Effectivement, la collaboration Mastroianni-Fellini ne se limite pas à cette filmographie officielle. Il faut y ajouter Le Voyage de Mastorna, œuvre devenue mythique car entrée au cimetière des films qui n’ont jamais été achevés. Tiré d’une nouvelle de Dino Buzzati, qui participa au scénario, le film devait raconter l’errance d’un violoncelliste entre enfer et paradis, après un accident d’avion. Tournage dispendieux, relations difficiles entre Fellini et son producteur Laurentiis, malaises à répétition du cinéaste, carrière en surrégime de l’acteur : autant de raisons qui conduisent à l’abandon progressif du tournage. En subsiste quelques scènes, un décor monté et plusieurs fois immortalisé par la photographie, un scénario, un bloc-notes signé Fellini, ainsi qu’une adaptation théâtrale montée au Vieux-Colombier en 2018.

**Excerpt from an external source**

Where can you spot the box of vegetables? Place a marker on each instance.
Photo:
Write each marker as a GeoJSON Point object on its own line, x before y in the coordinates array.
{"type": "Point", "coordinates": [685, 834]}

Outre ce film mort-né, on peut ajouter à la collaboration officielle Mastroianni-Fellini un caméo coupé au montage de l’acteur dans Fellini Roma (1973), ainsi que sa participation au casting de Répétition d’orchestre, à défaut d’une apparition dans ledit film !
Selon vous, La dolce vita est aussi le début d’une méprise, puisque Marcello Mastroianni sera dès lors souvent catalogué « latin lover ». Titre dont il cherchera toujours à se défaire ensuite, chez Louis Malle ou Antonioni…

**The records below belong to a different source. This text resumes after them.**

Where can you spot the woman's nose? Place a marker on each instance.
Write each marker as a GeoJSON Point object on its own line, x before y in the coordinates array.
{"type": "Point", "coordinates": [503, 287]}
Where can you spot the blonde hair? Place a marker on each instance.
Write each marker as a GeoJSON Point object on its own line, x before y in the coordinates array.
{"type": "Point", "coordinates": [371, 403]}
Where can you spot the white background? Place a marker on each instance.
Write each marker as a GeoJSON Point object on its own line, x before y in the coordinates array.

Oui, c’est le début d’une méprise totale entre l’image de l’acteur aux yeux du public et sa personnalité. De cette méprise, de ce statut de latin lover dont il ne voulait pas, il construit alors toute sa carrière pour casser cette image. Pas un film qui suit La dolce vita ne déroge à cette approche ! Dès Le Bel Antonio (1960) de Mauro Bolognini, il s’efforce d’écorner cette image, en incarnant un séducteur impuissant dans la Sicile patriarcale des années 60. Qu’on en juge : un industriel obsessionnel (Break-Up), un cinéaste en crise d’inspiration (Huit et demi), un homosexuel au soir de sa vie (Une journée particulière), un séducteur à la petite semaine, veule et cynique (Divorce à l’italienne, Mariage à l’italienne, Casanova 70), un Casanova vieillissant (La nuit de Varennes), un maçon dépassé par les événements amoureux (Drame de la jalousie) – et même un homme enceint (L’Événement le plus important depuis que l’homme a marché sur la lune) ! Le point culminant de ce sabotage en règle étant atteint à mon sens La Grande bouffe, de Marco Ferreri, en 1973.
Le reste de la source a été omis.